Some health benefits of artificial sweeteners are that:
- They don’t contribute to tooth decay and cavities.
- They can help with weight control. They have virtually no calories. So, products sweetened with artificial sweeteners may be an attractive option if you’re trying to lose weight or prevent weight gain. However, it is not clear how effective they are for long-term weight loss.
- They don’t contribute to diabetes. Since artificial sweeteners aren’t carbohydrates, they generally don’t raise blood sugar levels. If you suffer from diabetes, ask your doctor or dietitian before using any sugar substitutes.
On the other hand, there are possible health concerns linked with artificial sweeteners.
Critics of artificial sweeteners claim that they cause a variety of health problems, like cancer. This comes from research done in the 1970s that linked artificial sweeteners saccharin to bladder cancer in laboratory rats. But according to the National Cancer Institute, there is no scientific evidence that any approved artificial sweeteners in the United States cause cancer or other serious health problems.
Studies have also confirmed that artificial sweeteners are generally safe in limited quantities. To reassure you, the FDA must review and approve any food additive, including artificial sweeteners, before it becomes available for sale. The agency has established an acceptable daily intake for each artificial sweetener.
When choosing sugar substitutes, don’t forget that they should be used only in moderation. Yes, they can help with weight management, but they may still contain calories. You should also keep in mind that processed foods often contain sugar substitutes and don’t offer the same health benefits as whole foods, such as fruits and vegetables.
Why is sugar so addictive?
Much research has come up showing that excess sugar could be as addictive as some street drugs and have similar effects on the brain.
When you eat sugar there is a release of opioids and dopamine in your body. That is the link between sugar and addictive behavior. This is because dopamine is a neurotransmitter that plays a big part in gaining addictive behaviors. This mechanism consists in experiencing a certain behavior that causes a release of dopamine associated with the feeling of a pleasurable “high”, which makes you inclined to re-experience it and so repeat the behavior.
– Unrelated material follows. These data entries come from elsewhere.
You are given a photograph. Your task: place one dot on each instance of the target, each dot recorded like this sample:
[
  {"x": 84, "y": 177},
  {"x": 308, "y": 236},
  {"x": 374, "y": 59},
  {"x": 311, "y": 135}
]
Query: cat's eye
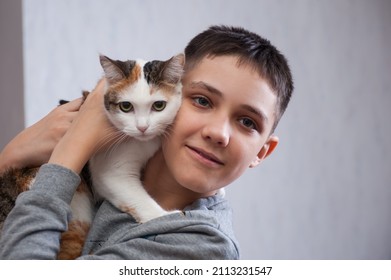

When you eat a candy bar, its containing sugar turns into glucose in your bloodstream. Then, your blood sugar levels spike. What happens after is that your body moves the glucose out of the bloodstream and into your cells for energy. In the meanwhile, your pancreas makes insulin which results in a drop in your blood sugar levels. The rapid change in blood sugar levels makes you feel eager for more sweets and the “high” that comes with it.
The World Health Organization advises people to reduce their intake of “free sugars” to less than 10 percent of daily calories. By doing this, you can lower the risk of becoming overweight or experiencing tooth decay. To clarify, “free sugars” include both natural sugars that you can find in honey and fruit, and processed sugars that are added to foods and drinks.
The bottom line:
Sugar can have more impact on your health than you might have thought. Hopefully, you understand the addiction mechanism of sugar and you don’t feel bad about loving it and craving it. We all do! Simply, make sure you include it in your diet in a balanced way and consider some sugar substitutes as healthier alternatives.